We thank Dr. Sigrid Ruuls for an excellent review and editorial assistance during preparation of this manuscript, Jeroen van den Brakel, Arnout Gerritsen, Barbara Brouwer, and Gerrard Perdok for technical and scientific support, and Drs. Judith Oprins and Elmieke Boot for scientific contributions. We thank Drs. William Dalton, Steven Rosen, Takemi Otsuki, Renate Burger, Martin Gramatzki, and Megumu Ogawa for MM lines used in this study. We also thank Xian-Feng Li, Sabikun Nahar, Thomas Beyer, and Berris van Kessel for excellent technical support. We also thank the nursing staff and clinical research coordinators of the LeBow Institute for Myeloma Therapeutics and the Jerome Lipper Multiple Myeloma Center of the Dana-Farber Cancer Institute, as well as the University Medical Center Utrecht, for support and help in providing primary tumor specimens for this study.

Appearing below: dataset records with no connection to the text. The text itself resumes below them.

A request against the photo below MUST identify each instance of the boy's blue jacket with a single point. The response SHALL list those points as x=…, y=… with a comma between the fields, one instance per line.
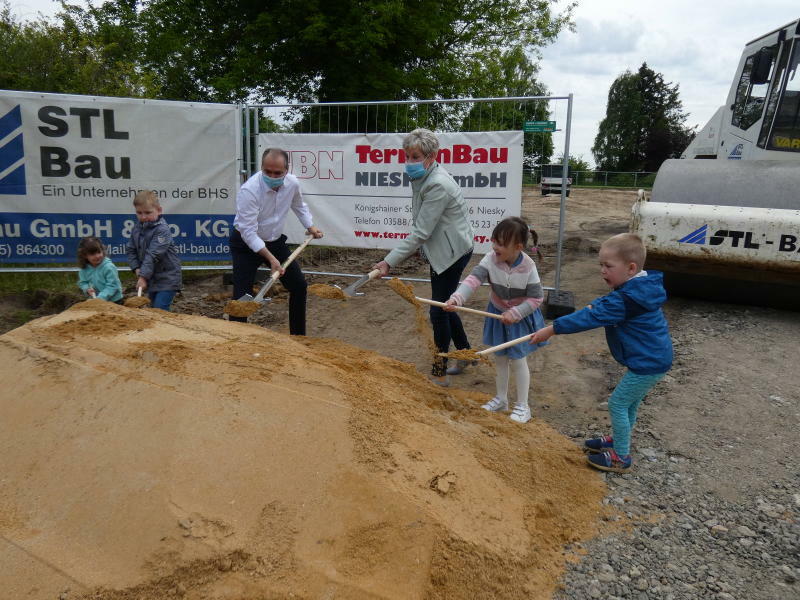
x=150, y=249
x=103, y=279
x=636, y=330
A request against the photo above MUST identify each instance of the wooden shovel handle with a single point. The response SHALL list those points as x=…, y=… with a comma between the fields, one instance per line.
x=461, y=308
x=292, y=256
x=493, y=349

M.d.W., J.M.B., T.V., D.C.H.J., L.A.O., W.K.B., J.G.J.v.d.W., and P.W.H.I.P. are employees of Genmab and own stock and/or stock options. M.d.W., T.V., W.K.B., J.G.J.v.d.W., and P.W.H.I.P. also own patents related to ongoing research. Y.-T.T. has received a Genmab-sponsored fellowship. M.S.v.d.V., T.M., and H.M.L. have received Genmab-sponsored research grants. T.V. is a Genmab board member.